2. The information processing apparatus according to claim 1, wherein determining of the statistical information fixation target includes determining, among the plurality of tables, a table in which the number of records does not monotonically increase, as the statistical information fixation target.
3. The information processing apparatus according to claim 1, wherein the processor is further configured to:
perform a performance verification process including a first process of causing a database system including the database to fix the statistical information about the table determined as the statistical information fixation target and to execute a predetermined query set, and a second process of acquiring an execution time from start to completion of execution of the predetermined query set, the update frequency of the statistical information about each of the plurality of tables during the execution of the predetermined query set, and the number of records in each of the plurality of tables, and
determine whether the execution time is longer than a predetermined time, perform, upon detecting that the execution time is longer than the predetermined time, adjustment to decrease at least one of the first threshold or the second threshold, fix the statistical information about the table determined based on the first threshold and the second threshold obtained after the adjustment, and perform the performance verification process again.
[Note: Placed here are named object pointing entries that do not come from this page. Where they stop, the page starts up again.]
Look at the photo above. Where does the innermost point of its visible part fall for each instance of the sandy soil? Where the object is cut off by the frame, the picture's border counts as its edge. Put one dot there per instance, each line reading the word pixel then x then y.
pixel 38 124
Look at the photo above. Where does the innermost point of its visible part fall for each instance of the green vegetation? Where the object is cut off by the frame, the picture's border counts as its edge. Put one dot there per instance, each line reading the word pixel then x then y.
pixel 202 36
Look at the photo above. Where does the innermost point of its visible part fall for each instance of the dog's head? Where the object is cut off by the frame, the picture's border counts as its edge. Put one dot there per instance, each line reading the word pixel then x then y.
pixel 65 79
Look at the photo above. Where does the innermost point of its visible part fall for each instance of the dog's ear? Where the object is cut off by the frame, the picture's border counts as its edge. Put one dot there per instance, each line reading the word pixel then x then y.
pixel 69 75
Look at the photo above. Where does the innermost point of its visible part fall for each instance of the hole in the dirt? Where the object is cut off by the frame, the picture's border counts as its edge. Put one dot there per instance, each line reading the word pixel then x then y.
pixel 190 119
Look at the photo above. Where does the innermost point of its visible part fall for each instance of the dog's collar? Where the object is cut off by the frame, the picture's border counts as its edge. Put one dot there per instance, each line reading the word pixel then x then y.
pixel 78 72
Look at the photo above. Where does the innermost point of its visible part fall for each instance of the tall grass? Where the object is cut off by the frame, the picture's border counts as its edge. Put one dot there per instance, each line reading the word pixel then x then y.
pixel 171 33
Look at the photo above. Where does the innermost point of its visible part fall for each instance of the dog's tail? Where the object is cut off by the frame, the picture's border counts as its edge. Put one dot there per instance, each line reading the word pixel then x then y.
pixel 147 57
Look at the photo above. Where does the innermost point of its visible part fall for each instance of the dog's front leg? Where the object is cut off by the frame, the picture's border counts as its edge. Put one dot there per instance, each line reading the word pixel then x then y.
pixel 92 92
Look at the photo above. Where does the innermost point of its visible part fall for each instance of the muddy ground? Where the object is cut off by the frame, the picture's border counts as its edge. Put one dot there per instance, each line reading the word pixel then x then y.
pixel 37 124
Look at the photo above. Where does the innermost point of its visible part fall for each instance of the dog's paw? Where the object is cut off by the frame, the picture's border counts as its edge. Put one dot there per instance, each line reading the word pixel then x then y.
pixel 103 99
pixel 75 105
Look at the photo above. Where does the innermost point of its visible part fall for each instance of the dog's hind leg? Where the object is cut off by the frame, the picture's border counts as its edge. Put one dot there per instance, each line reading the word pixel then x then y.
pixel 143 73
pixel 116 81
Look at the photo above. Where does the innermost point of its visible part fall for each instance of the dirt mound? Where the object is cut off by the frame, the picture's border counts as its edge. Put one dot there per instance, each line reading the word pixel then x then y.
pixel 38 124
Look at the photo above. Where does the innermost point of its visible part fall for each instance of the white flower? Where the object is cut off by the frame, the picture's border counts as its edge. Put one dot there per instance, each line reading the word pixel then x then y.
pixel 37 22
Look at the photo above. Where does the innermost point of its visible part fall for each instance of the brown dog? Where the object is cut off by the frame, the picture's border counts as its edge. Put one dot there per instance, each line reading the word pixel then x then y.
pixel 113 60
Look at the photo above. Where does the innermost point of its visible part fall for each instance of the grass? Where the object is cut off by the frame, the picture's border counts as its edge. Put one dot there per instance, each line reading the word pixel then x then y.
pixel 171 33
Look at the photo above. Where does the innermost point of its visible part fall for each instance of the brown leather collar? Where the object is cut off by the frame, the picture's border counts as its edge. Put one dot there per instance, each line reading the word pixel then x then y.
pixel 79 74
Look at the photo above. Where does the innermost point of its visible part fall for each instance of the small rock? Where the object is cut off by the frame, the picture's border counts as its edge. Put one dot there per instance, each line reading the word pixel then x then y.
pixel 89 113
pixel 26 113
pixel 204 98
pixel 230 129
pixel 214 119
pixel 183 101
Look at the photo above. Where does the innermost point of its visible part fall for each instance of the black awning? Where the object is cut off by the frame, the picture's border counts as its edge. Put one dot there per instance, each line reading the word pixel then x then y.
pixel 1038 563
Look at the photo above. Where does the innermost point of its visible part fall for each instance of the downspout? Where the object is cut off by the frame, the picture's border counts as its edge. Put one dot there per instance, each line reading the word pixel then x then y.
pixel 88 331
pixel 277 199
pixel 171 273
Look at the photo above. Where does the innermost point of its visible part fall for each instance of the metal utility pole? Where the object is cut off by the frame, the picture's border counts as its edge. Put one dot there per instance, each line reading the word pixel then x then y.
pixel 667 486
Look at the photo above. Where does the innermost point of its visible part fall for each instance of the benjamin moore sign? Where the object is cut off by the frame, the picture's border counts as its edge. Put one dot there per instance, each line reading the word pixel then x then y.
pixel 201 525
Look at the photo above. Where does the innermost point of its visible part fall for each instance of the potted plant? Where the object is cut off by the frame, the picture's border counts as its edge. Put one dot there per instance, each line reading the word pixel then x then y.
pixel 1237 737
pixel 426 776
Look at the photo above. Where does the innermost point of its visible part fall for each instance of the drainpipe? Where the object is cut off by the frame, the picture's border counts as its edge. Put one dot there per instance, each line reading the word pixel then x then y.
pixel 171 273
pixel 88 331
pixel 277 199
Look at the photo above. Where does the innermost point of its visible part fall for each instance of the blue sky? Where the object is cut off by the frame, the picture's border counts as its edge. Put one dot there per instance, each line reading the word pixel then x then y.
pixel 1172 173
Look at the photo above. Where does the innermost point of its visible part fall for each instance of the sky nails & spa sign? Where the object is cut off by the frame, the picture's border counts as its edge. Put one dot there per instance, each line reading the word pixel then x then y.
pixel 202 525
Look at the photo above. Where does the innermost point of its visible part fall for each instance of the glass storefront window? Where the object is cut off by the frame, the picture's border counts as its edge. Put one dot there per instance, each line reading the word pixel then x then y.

4. The information processing apparatus according to claim 3, wherein the processor is further configured to:
output, upon detecting that the execution time is equal to or shorter than the predetermined time, information about the table determined as the statistical information fixation target based on the first threshold and the second threshold.
5. The information processing apparatus according to claim 3, wherein the processor is further configured to:
cause the database system to execute the predetermined query set without fixing the statistical information about each of the plurality of tables, and acquire the update frequency of the statistical information about each of the plurality of tables during the execution of the predetermined query set and the number of records in each of the plurality of tables,
calculate, for each of the plurality of tables, a distance between coordinates indicated by a set of the update frequency of the statistical information and the number of records and an origin at which the update frequency of the statistical information and the number of records are 0, and
determine an initial value of the first threshold and an initial value of the second threshold based on the update frequency of the statistical information about and the number of records in a table having a maximum distance.
6. The information processing apparatus according to claim 1, wherein the processor is further configured to output information about the table determined as the statistical information fixation target.
7. An information processing method comprising:
acquiring, by a processor, an update frequency of statistical information about each of a plurality of tables included in a database and a number of records in each of the plurality of tables; and
determining, by the processor, among the plurality of tables, a table whose statistical information has an update frequency that is greater than a first threshold and in which the number of records is greater than a second threshold, as a statistical information fixation target.
8. A non-transitory computer-readable recording medium storing therein a computer program that causes a computer to execute a process comprising:
acquiring an update frequency of statistical information about each of a plurality of tables included in a database and a number of records in each of the plurality of tables; and
determining, among the plurality of tables, a table whose statistical information has an update frequency that is greater than a first threshold and in which the number of records is greater than a second threshold, as a statistical information fixation target.